My first introduction to kuey chap was quite traumatising.
“What is that? What are you eating?” I asked my Dad.
He nonchalantly replied, “Pig’s blood.”
Euwww. Can someone of my ethnicity agree with me on how DISGUSTING that sounds to a KID? I can’t be the only Chinese who thinks that eating coagulated pig’s blood is utterly horrifying…!
So no kuey chap for me, until much later in my 20s. Having been re-introduced to it in Singapore, I had only this thought:
OMG WHAT HAVE I BEEN MISSING ALL THESE YEARS?!?
(I still skip the pig blood, but LET ME EAT EVERYTHING ELSE!!!)
Not to mention, it was so easy to get decent kuey chap in Batu Pahat!
What is now the famous Soon Lai kuey chap started out as a humble roadside stall. The founder, Mr Lim sold flat rice noodles served in a braising broth, accompanied by parts of the pig. Stewed of course, they are Teo Chew after all.
In the 50s, Mr Lim peddled his hawker food along Jalan Jenang, which is also home to the famous Ah See Wantan Mee).
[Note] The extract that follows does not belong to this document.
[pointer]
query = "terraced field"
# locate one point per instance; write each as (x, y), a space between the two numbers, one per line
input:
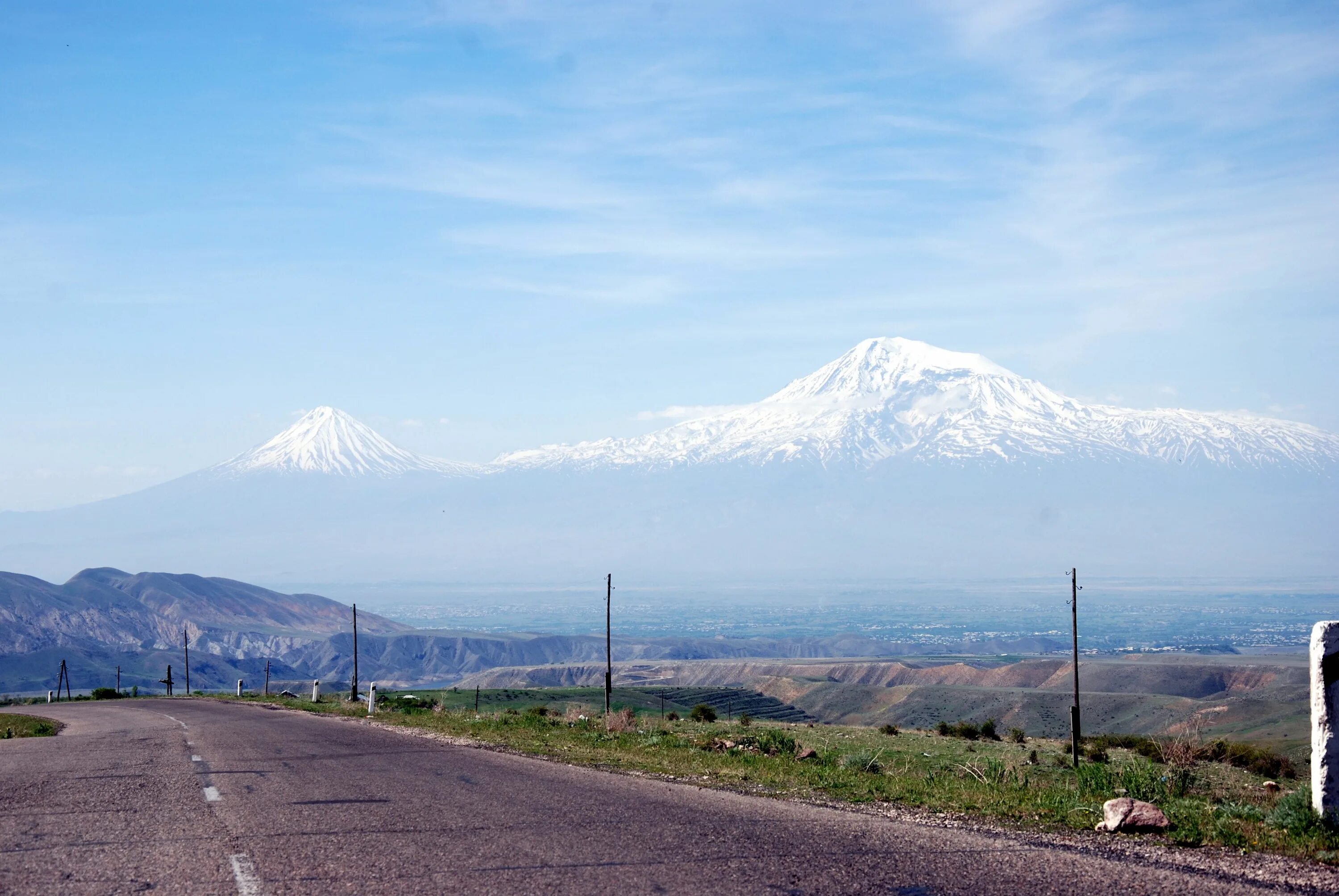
(1256, 698)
Later they moved to Jalan Fatimah; I remember them as a busy corner roadside stall next to an old clinic. Then in the 90s, they shifted their operations into the corner shop lot along the same row. It still houses their well-known restaurant today.
Kedai Makan Soon Lai is diagonally across the 103 year-old Thean Hou (Ma Zu aka Goddess of the Sea) temple, one of the oldest temples in Batu Pahat. You know a temple is famous when Singaporeans make day trips just to pray there.
They used to keep big tortoises in this temple. I wonder if they are still around.
But never mind temples and tortoises. Back to Mr Lim and his kuey chap…
It’s been nearly 60 years since the founder Mr Lim sold his first bowl of kuey chap. Today his grandchildren; the 3rd generation continues his work with gusto. Prep begins at 5am for these youngsters, working hard to open for business at 10.30am.
So, what is kuey chap?
Soft, smooth flat, broad rice noodles; in Soon Lai’s case, shaped triangularly. This is the ‘kuey’. It is served in a lipsmakingly delicious herbal broth topped with fragrant fried shallots, which is the ‘chap’ (gravy).
Now, this broth. It is tasty, not very oily and the exact recipe a guarded family secret. We do know that the broth’s base is soy sauce, and combined with a mixture of herbs, spices, pork meat and offal, it is cooked and simmered for at least 3 hours.
You eat the rice noodles with stewed parts of the pig. Choose your sinful platter: pork belly, lean pork meat, intestines, ear, skin, blood, kidney, tongue…
True to our frugal Chinese roots, no part of the pig goes to waste!
Other non-pig favourites include pressed beancurd (tau kua), beancurd skin, hard boiled egg, and chicken feet.
Sides include: pickled mustard green, Batu-Pahat style tauki, fish balls, fish cake, century egg…
Wash it all down with a refreshing bowl of lime jelly (ai yu) with crushed ice.
You’ll need it because it might be a while before you get to eat…
I highly recommend it. Soon Lai ‘kuey chap’ is the stuff of Batu Pahat (pork-eating) childhood dreams. BUT be warned: if you go at peak lunch hours, be prepared to wait a while for a seat. If it’s a weekend during a public holiday, worse.
Would the wait be shorter at their 2nd branch near Jalan Kluang?
No. If you insist on eating there between 12.30pm to 2pm, take a number and join the waiting game.
If you get there later in the afternoon, know that some of your favourites would have been sold out by then.
It’s like that.
Kedai Makan Soon Lai (main branch)
No. 6C, Jalan Fatimah,
83000 Batu Pahat, JOHOR.
Opens daily 10.30am – 5.30pm
Kedai Makan Soon Lai (Taman Ceria branch)
No. 7, Jalan Ceria 1, Taman Ceria,
83000 Batu Pahat, JOHOR.
Opens daily 10am – 6pm
Actually it’s not true, they are not open every day. I asked them which days they rest, to which they replied, “Oh, it’s uncertain…”
Hmmm… May the kuey chap luck be with you!